I first saw Charlie 12 hours after he was born. I couldn’t post the moment of our meeting on because nobody took a picture. We were lost in a mosaic of awe and terror and the breathless feeling that we’d just outrun a predator of some sort. I was still in a wheelchair and covered in bruises and IVs, and Charlie’s tiny, perfect face was barely visible beneath the spider web of cords.

With wonder, I watched his pink chest rise and fall.

Processing a traumatic birth is complicated. Most days I feel overwhelming gratitude; I think of those who have lost a child and those unable to have one. This was, decidedly, not that kind of heartbreak.

Yet, after Charlie was born, the earth felt different beneath my feet. The soil felt looser. I couldn’t un-know what arriving at the hospital minutes later would have meant for Charlie, or for me. I couldn’t un-see the almost imperceptible line between life and death.
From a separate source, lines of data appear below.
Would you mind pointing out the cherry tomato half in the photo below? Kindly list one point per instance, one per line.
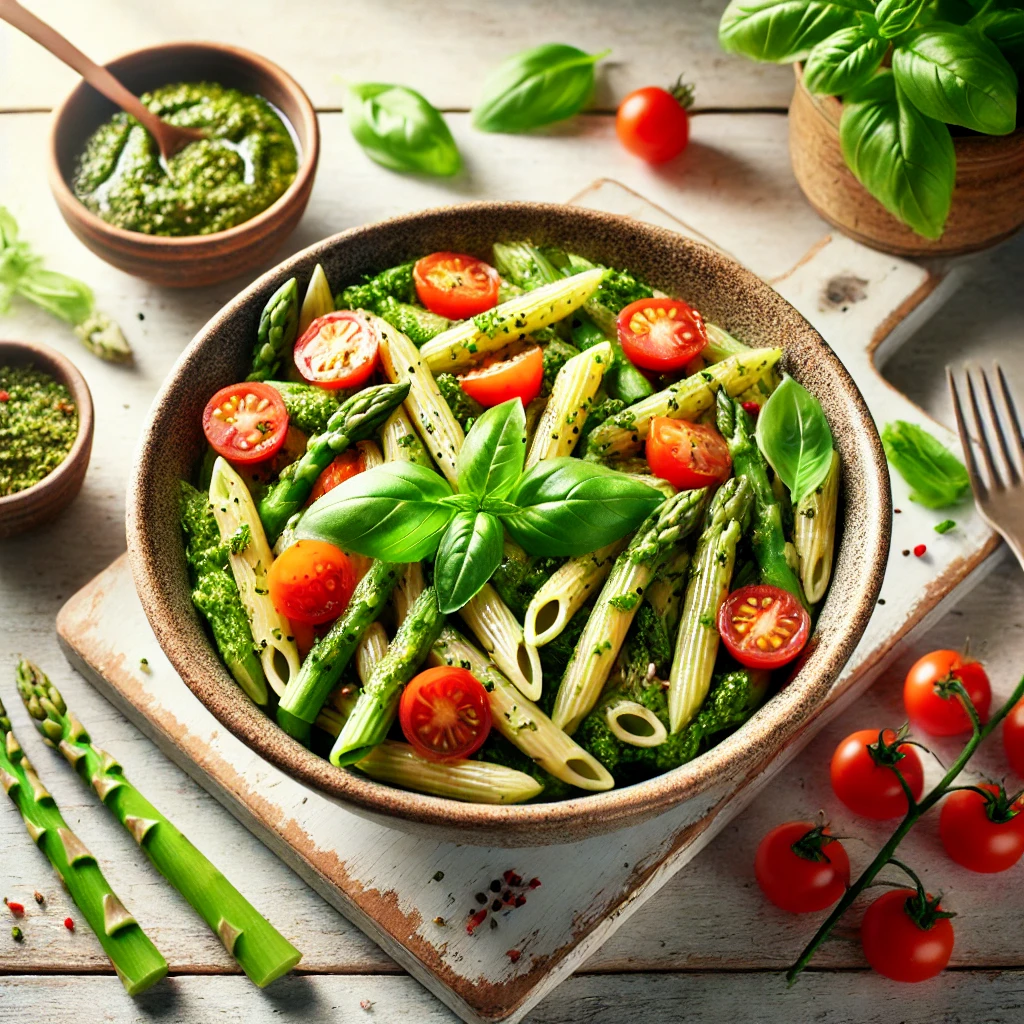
(338, 349)
(1013, 737)
(652, 124)
(344, 466)
(801, 868)
(897, 946)
(660, 334)
(246, 422)
(867, 787)
(938, 715)
(456, 286)
(311, 582)
(444, 713)
(973, 839)
(518, 377)
(687, 455)
(763, 627)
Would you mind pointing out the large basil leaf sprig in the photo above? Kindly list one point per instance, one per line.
(795, 437)
(397, 128)
(403, 512)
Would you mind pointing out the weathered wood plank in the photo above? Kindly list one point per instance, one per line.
(445, 55)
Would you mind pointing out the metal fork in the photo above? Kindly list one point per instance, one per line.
(998, 492)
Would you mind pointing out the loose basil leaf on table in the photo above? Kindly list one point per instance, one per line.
(936, 476)
(795, 437)
(398, 129)
(493, 455)
(394, 511)
(783, 31)
(470, 551)
(537, 87)
(904, 159)
(569, 507)
(844, 60)
(957, 77)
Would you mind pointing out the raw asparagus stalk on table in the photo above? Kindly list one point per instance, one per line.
(768, 539)
(260, 950)
(279, 325)
(357, 419)
(137, 962)
(306, 693)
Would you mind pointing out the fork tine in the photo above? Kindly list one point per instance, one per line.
(977, 483)
(995, 481)
(1009, 465)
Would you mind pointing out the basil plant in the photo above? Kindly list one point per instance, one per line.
(906, 71)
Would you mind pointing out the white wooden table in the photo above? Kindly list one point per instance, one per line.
(707, 947)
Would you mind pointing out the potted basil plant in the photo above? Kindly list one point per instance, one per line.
(903, 126)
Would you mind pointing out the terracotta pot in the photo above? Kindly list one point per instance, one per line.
(173, 444)
(988, 200)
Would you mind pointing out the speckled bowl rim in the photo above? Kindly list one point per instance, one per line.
(777, 723)
(65, 372)
(308, 158)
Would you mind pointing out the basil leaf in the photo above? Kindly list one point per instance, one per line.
(904, 159)
(795, 437)
(936, 476)
(783, 31)
(493, 455)
(397, 128)
(470, 551)
(957, 77)
(390, 512)
(844, 60)
(537, 87)
(896, 16)
(569, 507)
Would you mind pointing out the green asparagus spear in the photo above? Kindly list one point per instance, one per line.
(376, 707)
(261, 951)
(135, 958)
(711, 570)
(356, 420)
(748, 462)
(279, 325)
(305, 694)
(215, 593)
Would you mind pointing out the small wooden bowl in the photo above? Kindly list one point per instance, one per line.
(988, 198)
(206, 259)
(47, 499)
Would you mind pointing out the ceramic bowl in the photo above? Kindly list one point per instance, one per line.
(206, 259)
(47, 499)
(172, 445)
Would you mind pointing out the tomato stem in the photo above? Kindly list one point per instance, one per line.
(914, 812)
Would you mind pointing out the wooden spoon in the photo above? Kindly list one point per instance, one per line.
(170, 138)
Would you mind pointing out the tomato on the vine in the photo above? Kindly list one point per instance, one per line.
(982, 834)
(932, 706)
(763, 627)
(660, 334)
(863, 773)
(801, 868)
(246, 423)
(444, 713)
(653, 124)
(456, 286)
(904, 938)
(311, 582)
(687, 455)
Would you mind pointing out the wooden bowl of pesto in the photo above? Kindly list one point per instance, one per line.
(228, 202)
(40, 436)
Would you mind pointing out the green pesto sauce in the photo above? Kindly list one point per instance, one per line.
(38, 427)
(215, 183)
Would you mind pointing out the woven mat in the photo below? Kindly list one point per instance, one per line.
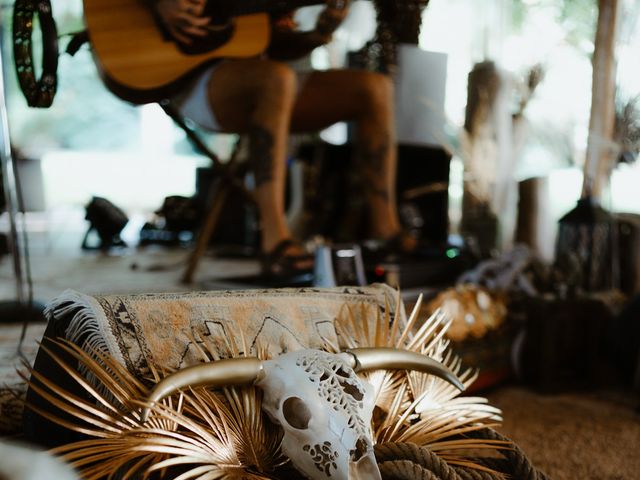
(12, 388)
(170, 329)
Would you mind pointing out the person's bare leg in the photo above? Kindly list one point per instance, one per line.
(367, 99)
(255, 97)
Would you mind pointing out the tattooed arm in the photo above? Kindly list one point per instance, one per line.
(288, 44)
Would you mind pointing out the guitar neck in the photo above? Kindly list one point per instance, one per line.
(248, 7)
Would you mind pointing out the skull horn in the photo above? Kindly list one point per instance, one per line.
(221, 373)
(395, 359)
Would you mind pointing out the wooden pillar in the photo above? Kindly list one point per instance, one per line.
(601, 126)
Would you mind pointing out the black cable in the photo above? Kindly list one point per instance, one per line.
(27, 259)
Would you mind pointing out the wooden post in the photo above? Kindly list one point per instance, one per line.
(599, 152)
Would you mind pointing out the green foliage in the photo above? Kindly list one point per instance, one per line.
(578, 18)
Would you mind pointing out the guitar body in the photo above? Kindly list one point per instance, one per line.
(140, 65)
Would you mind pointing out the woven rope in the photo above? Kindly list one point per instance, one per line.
(400, 461)
(405, 470)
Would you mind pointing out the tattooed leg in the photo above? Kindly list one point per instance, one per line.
(372, 163)
(261, 154)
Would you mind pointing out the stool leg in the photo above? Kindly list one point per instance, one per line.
(204, 235)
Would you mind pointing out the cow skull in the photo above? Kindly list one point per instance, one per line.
(317, 398)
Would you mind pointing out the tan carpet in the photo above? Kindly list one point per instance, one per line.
(574, 436)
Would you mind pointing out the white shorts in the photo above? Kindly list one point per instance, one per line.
(193, 103)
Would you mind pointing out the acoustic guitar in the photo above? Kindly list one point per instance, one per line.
(140, 63)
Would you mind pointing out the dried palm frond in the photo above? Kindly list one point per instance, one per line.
(419, 408)
(211, 435)
(224, 434)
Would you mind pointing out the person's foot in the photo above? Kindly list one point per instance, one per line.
(287, 259)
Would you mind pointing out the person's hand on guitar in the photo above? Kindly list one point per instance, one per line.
(182, 18)
(330, 18)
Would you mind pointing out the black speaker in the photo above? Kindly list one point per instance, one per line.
(423, 191)
(335, 205)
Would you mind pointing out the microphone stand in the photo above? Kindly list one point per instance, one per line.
(22, 309)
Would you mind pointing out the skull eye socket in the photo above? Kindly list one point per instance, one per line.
(296, 413)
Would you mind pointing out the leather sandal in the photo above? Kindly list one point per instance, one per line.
(278, 264)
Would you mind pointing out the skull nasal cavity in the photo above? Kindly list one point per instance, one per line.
(352, 390)
(296, 413)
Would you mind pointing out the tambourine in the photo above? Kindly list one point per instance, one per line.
(38, 92)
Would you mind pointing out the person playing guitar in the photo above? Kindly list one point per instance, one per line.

Pregnant women look different to me now. I see their swollen bellies and I hold my breath.

Still, the world turns. Charlie is one. How can this be? He is here and he is an entire year old. Fat spills over the waistband of his pants and he kisses my face with a wide-open mouth. His fingernails are as small as a ladybug’s wing.

Sometimes, I think about that missing first picture of the two of us. And then I go get him after his nap. He raises one hand to the side of his pack-n-play and waits for me to place my hand against it on the other side. His palm is little and warm and reminds me of God, and I no longer need a picture.